According to The Partnership for a Drug Free America prescription drug abuse among American teens is reaching troubling levels, reports the BBC News.
A recent survey by The Partnership revealed that one in five US teens admit to experimenting with legal medication, including prescription drugs and over the counter medications, at least once in their lifetime—a very “troubling trend”.
Experts in the States are also witnessing an increase in the number of young persons admitted to the hospital for drug overdose.
All this prescription drug abuse and its associated behaviours indicate that these teens are self-medicating, as well as looking for a high. Teens illegally obtaining prescription medications tend to be very tactical, according to experts, strategic even.
Furthermore, teens are experimenting with a wide variety of drugs, not simply painkillers, as most would believe. Sedatives, stimulants, psychoactives, and anti-depressants are all among abused drugs.
As such, “pharm parties” have emerged as a new trend, where the price of admission to the evening is a handful of pills. Once the party has begun, all pills are combined in a large bowl and passed around. Pills are popped at random and partygoers sit back and wait for the effects, whatever they may be.
The BBC interviewed a teen from New York about his experiences with prescription drug abuse. Henry Walkdale, 16, is currently enrolled in an addiction treatment program at a drug rehab centre.
He recounts how it was easier to find prescription drugs than other illegal drugs, as fake prescriptions are easy to come by and by “people that literally sell them out of the back of hospitals if you know the right neighbourhoods to go to,” he says.

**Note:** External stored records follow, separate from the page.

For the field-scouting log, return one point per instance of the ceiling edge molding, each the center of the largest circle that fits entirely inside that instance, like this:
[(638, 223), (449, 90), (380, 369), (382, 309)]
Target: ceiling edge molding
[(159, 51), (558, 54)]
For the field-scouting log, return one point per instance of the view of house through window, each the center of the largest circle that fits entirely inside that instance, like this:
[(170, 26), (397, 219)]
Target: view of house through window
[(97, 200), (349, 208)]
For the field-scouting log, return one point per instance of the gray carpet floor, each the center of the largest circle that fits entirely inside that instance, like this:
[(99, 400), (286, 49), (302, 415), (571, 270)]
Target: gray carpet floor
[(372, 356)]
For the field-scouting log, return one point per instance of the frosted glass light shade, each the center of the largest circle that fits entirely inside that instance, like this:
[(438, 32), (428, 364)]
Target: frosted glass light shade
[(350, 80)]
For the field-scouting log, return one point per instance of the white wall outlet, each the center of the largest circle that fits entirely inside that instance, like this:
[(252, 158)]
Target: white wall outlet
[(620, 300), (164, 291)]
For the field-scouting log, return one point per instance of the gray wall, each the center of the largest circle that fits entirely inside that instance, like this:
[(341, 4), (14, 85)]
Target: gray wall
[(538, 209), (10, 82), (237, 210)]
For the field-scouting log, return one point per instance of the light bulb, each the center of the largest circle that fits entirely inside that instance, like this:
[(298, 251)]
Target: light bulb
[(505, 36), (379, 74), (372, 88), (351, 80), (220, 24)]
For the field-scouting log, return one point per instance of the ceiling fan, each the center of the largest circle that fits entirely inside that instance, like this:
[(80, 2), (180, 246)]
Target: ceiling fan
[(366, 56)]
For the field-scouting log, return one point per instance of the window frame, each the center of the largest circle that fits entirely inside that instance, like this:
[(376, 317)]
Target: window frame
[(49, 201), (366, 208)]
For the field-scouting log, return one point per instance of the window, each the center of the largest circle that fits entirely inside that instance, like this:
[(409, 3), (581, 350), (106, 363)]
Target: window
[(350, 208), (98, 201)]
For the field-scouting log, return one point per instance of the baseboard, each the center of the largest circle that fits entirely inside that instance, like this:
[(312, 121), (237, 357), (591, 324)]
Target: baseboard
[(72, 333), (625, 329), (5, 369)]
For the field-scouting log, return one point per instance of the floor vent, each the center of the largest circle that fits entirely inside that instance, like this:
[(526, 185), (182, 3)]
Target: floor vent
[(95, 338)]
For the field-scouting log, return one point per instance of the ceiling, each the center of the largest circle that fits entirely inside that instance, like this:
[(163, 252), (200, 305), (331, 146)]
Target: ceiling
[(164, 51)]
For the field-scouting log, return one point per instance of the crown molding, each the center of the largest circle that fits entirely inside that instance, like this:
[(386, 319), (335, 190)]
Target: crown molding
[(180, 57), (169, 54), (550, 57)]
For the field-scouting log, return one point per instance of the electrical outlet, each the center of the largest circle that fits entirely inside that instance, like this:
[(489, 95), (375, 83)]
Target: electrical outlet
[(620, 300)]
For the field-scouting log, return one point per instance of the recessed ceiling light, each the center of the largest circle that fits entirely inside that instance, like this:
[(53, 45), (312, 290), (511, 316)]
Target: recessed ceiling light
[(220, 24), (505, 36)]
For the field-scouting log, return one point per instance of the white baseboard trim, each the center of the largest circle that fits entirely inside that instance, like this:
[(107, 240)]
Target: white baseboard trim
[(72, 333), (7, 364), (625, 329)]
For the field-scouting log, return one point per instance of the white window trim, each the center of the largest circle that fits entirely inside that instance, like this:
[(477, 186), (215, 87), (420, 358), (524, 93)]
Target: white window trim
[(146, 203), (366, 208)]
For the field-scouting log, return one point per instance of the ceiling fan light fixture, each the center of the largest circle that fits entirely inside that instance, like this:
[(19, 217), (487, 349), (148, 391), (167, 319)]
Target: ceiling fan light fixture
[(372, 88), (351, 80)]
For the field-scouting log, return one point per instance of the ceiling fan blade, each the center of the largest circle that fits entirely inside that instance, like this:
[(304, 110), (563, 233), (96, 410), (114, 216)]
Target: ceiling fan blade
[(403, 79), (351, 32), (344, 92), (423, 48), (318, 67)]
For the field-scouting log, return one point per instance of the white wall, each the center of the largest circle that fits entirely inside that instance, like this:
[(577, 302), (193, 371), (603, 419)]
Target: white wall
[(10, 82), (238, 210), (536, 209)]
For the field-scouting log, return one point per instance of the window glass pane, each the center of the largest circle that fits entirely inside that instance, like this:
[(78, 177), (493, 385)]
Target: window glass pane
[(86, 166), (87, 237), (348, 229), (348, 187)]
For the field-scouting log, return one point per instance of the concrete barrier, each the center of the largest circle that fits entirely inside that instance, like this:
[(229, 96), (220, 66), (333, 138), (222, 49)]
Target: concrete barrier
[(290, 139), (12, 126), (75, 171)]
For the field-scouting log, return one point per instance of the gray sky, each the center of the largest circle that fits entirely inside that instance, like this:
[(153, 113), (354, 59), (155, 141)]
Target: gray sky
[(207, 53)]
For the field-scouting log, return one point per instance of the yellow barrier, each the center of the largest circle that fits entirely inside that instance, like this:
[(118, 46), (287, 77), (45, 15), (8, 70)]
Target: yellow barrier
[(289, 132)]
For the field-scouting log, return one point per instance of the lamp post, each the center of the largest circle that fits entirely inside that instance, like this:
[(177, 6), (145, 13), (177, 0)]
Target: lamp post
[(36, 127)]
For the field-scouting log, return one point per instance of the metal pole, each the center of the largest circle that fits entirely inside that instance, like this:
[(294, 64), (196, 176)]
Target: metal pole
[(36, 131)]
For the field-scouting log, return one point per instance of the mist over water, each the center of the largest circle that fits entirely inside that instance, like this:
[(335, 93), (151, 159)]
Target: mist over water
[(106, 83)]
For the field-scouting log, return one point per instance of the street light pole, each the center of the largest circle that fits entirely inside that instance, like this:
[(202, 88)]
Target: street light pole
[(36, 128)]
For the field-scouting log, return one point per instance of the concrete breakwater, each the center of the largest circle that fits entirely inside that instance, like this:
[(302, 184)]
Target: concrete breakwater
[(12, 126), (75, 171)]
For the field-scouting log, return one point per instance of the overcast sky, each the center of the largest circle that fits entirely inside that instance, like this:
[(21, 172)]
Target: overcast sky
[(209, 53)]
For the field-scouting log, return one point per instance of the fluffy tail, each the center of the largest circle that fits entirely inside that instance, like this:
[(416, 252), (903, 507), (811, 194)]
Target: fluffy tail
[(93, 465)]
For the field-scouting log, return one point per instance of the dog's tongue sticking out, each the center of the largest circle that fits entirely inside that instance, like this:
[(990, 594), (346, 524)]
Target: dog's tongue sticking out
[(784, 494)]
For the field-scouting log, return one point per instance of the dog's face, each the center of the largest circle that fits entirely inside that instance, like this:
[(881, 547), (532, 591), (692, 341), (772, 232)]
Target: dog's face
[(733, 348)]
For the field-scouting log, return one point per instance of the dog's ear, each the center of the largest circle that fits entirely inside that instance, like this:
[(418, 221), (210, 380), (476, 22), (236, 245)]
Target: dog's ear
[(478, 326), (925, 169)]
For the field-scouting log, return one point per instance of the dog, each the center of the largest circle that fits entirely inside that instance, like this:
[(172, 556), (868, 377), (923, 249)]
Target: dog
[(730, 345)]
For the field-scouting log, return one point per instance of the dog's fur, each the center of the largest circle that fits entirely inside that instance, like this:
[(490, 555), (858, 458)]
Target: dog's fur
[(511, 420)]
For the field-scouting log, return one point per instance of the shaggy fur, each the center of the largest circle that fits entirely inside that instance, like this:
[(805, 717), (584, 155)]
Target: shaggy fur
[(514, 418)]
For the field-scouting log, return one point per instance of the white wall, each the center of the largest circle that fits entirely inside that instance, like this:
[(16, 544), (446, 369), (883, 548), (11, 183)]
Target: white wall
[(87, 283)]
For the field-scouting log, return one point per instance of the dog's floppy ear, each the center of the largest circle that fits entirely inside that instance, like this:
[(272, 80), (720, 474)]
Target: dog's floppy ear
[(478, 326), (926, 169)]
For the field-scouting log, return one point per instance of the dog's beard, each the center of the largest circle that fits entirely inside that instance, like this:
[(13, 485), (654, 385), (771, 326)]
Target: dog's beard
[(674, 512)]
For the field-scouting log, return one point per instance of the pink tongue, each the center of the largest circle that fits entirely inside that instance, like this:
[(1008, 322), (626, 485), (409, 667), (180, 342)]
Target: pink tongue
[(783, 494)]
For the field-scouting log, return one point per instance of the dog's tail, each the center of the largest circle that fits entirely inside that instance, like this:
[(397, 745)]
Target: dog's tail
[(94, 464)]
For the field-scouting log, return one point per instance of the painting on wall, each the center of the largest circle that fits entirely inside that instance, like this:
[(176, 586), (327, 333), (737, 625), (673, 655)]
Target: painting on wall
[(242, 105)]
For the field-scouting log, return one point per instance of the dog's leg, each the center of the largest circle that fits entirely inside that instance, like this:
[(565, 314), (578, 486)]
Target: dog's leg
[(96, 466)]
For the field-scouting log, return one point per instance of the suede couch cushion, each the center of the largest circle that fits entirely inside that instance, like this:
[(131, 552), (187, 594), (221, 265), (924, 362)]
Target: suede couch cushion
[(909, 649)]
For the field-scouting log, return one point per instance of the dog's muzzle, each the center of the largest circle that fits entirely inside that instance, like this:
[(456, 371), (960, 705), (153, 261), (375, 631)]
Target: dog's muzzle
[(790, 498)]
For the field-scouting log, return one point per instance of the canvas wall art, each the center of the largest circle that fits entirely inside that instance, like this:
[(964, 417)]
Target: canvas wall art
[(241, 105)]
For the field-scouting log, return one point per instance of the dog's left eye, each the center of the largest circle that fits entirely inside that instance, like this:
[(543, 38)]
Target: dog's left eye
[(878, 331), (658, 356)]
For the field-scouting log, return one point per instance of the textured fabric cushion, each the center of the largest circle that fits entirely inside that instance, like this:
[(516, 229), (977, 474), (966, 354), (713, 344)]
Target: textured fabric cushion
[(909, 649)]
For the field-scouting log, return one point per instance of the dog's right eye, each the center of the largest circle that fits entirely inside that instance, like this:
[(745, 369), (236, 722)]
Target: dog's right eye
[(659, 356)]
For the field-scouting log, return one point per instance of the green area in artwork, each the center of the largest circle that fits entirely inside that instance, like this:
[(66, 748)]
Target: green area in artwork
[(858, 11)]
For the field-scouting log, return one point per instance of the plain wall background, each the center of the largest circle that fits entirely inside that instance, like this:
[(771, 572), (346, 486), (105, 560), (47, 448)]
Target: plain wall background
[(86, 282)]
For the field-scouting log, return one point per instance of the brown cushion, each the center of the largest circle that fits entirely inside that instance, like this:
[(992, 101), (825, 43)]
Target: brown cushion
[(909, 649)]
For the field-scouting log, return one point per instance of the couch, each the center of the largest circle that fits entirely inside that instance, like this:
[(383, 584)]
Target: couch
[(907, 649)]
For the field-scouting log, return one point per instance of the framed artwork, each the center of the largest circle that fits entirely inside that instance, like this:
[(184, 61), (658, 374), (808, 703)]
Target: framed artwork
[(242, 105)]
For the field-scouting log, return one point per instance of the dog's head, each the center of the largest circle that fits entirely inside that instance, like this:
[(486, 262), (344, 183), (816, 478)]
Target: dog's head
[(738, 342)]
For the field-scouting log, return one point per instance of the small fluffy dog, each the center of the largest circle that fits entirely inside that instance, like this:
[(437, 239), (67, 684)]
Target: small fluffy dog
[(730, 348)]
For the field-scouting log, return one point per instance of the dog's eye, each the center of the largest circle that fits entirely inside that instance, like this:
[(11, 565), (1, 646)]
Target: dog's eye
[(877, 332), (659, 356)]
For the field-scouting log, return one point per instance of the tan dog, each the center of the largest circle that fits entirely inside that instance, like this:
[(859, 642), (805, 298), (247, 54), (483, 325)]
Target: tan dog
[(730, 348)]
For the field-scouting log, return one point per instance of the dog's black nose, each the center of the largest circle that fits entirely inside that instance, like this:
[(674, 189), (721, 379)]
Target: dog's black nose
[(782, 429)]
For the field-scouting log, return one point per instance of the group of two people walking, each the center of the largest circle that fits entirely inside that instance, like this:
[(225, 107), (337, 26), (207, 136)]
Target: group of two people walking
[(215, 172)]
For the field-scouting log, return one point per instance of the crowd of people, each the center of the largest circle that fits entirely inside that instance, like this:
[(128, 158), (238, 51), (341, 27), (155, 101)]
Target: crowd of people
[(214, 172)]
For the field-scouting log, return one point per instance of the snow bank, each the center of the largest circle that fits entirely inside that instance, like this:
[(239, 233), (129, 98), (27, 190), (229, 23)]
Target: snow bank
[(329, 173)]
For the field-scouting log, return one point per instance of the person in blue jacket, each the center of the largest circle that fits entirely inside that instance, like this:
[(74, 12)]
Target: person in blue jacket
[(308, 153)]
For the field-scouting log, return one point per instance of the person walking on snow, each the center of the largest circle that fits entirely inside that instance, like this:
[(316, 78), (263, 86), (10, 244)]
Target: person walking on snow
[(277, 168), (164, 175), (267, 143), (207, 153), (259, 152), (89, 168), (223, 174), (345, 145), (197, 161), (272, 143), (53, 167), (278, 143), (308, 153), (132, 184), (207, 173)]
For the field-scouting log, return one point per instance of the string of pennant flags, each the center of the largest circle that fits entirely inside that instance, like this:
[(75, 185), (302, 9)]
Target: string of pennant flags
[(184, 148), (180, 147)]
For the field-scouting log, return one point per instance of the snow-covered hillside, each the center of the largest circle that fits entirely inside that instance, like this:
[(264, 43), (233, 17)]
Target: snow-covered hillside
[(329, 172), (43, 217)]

Later, his addiction worsened when he was hospitalized for a leg injury. While there he was given painkillers, and later discharged with a prescription. From that point on he “started eating them like candy.”
Listen to Henry’s story in his own words.
Henry was lucky. He was able to get help, admitted to a drug addiction treatment program before he died. Others, unfortunately, are not as lucky as he.
The US’ Drug Enforcement Agency is now trying to engage parents in the matter. “We’ve asked people to talk to their kids,” the DEA’s Gerard McAleer told the BBC, “look in the medicine cabinet, take an inventory, secure the medicines you need to keep and dispose of those that have just been sitting there.”